Segundo o chefe do programa, o neurologista Luciano de Paola, um em cada quatro pacientes que chegam ao ambulatório precisa ter o diagnóstico revisto. “Alguns [pacientes] tiveram eventos associados à epilepsia, como desmaios e arritmia [cardíaca], mas possuem outras enfermidades ou mesmo epilepsia associada a outras doenças, que também precisam ser tratadas”, explica. Na outra ponta, existe ainda a subnotificação da epilepsia, não raramente confundida com distúrbios psiquiátricos quando as alucinações visuais são sintoma, por exemplo.

Médicos que atuam no programa do HC: Luciano de Paola, chefe do serviço; Carlos Silvado, também professor da UFPR; e Simone Zanine, neurocirurgiã. Fotos: André Filgueira/Sucom-UFPR e Marcos Solivan/Sucom-UFPR

O programa acompanhou a evolução em diagnóstico, medicamentos e tratamentos desde a década de 90. Atualmente, a medicina tem consolidada a necessidade de tratamento ambulatório individual, com medicamentos combinados em receitas adaptadas a cada paciente. Caso ele não seja suficiente, também é possível optar pela modulação da atividade cerebral (neuromodulação), com a implantação de dispositivos que buscam corrigir as descargas elétricas. “O melhor tratamento é aquele que controla todas as crises epilépticas, podendo ser com antiepilépticos, cirurgia, neuromodulação da atividade cerebral e até a combinação de todas elas. Somente o controle de todas as crises epilépticas permite ao paciente atingir a plenitude de todas as suas potencialidades e levar uma vida independente e produtiva”, afirma o professor Carlos Silvado.

Repercussão

A última escolha é pela cirurgia. Em suas décadas de atuação, cirurgias realizadas pela equipe do programa do HC ganharam repercussão na imprensa pela complexidade. Uma delas, em junho de 2004, foi para tratar a epilepsia grave de uma menina de um ano e quatro meses — as crises convulsivas eram tão frequentes que ela chegou a ser mantida em coma induzido para contê-las. Em novembro de 2012, em outro exemplo de cirurgia desafiante, a equipe operou um menino maranhense de apenas cinco meses de idade, a pessoa mais jovem já operada no HC. A cirurgia para retirar a lesão cerebral que causava crises epilépticas graves no bebê durou cerca de sete horas.

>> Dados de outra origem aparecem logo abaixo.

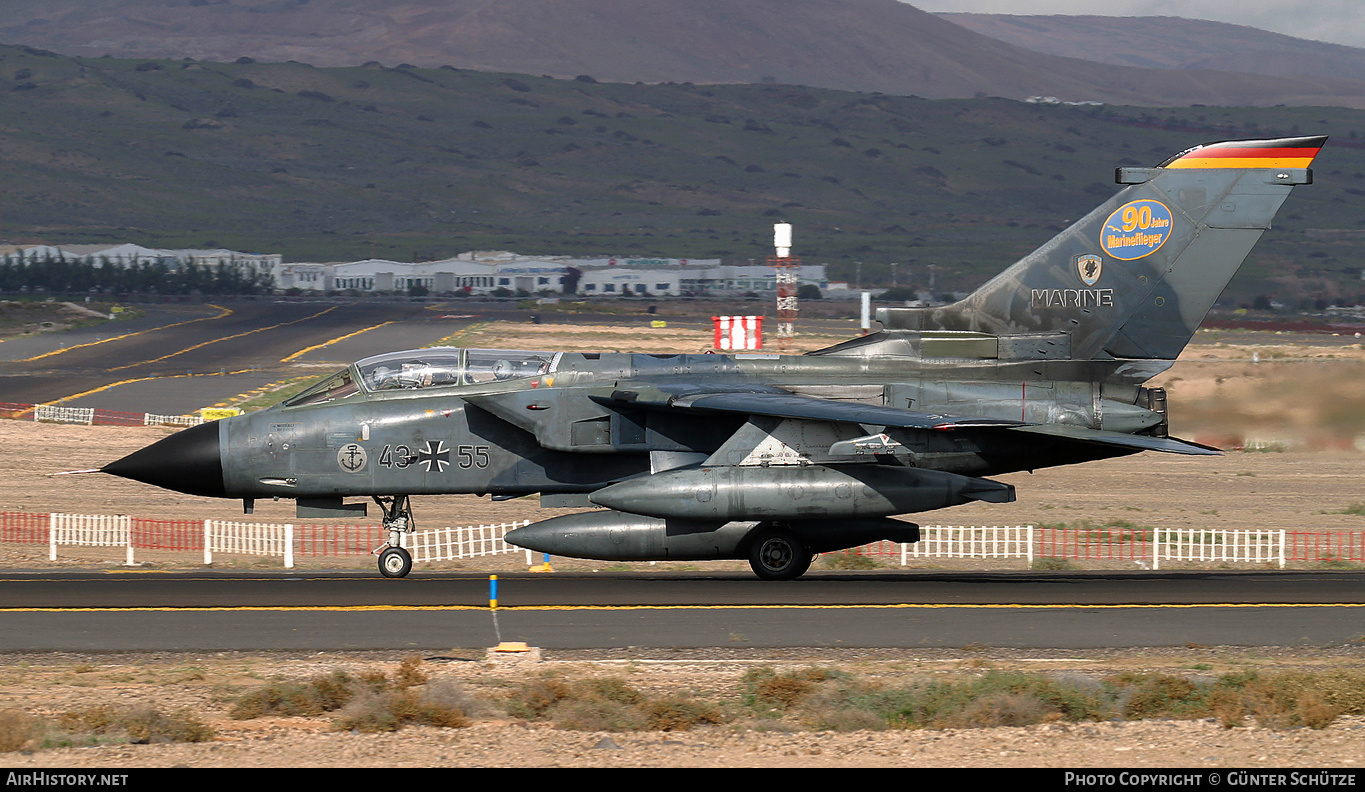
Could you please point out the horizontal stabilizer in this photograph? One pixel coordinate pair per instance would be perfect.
(814, 408)
(1118, 439)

Os casos cirúrgicos mais comuns no programa, porém, são de pessoas que já convivem com a epilepsia refratária há muitos anos. “São pessoas que estão com a qualidade de vida já bastante prejudicada, muitas sofrendo com crises convulsivas há décadas. É desafiador e gratificante”, conta a neurocirurgiã Simone Zanine, que atua no programa desde 2016. As cirurgias são geralmente acompanhadas pelos residentes em neurologia, neurocirurgia e neurologia infantil do HC, que participam ativamente das atividades do programa. A estimativa é de que mais de 40 médicos tenham se especializado no tratamento de epilepsia devido à escola do HC.

O programa acompanhou a evolução em diagnóstico, medicamentos e tratamentos desde a década de 90. Esse caminho percorrido pela medicina foi o tema de palestras que marcaram os 25 anos de programa nesta quinta-feira (19) no Anfiteatro do Setor de Ciências da Saúde da UFPR, em Curitiba. A Superintendente do Complexo Hospital de Clínicas, Claudete Reggiani, destacou a importância do trabalho das pessoas que integram o programa, que “viabilizaram ao Hospital, nos seus 58 anos, ter um programa com qualidade reconhecida” e que tem contribuído para a formação de profissionais  capazes de atender a sociedade com excelência.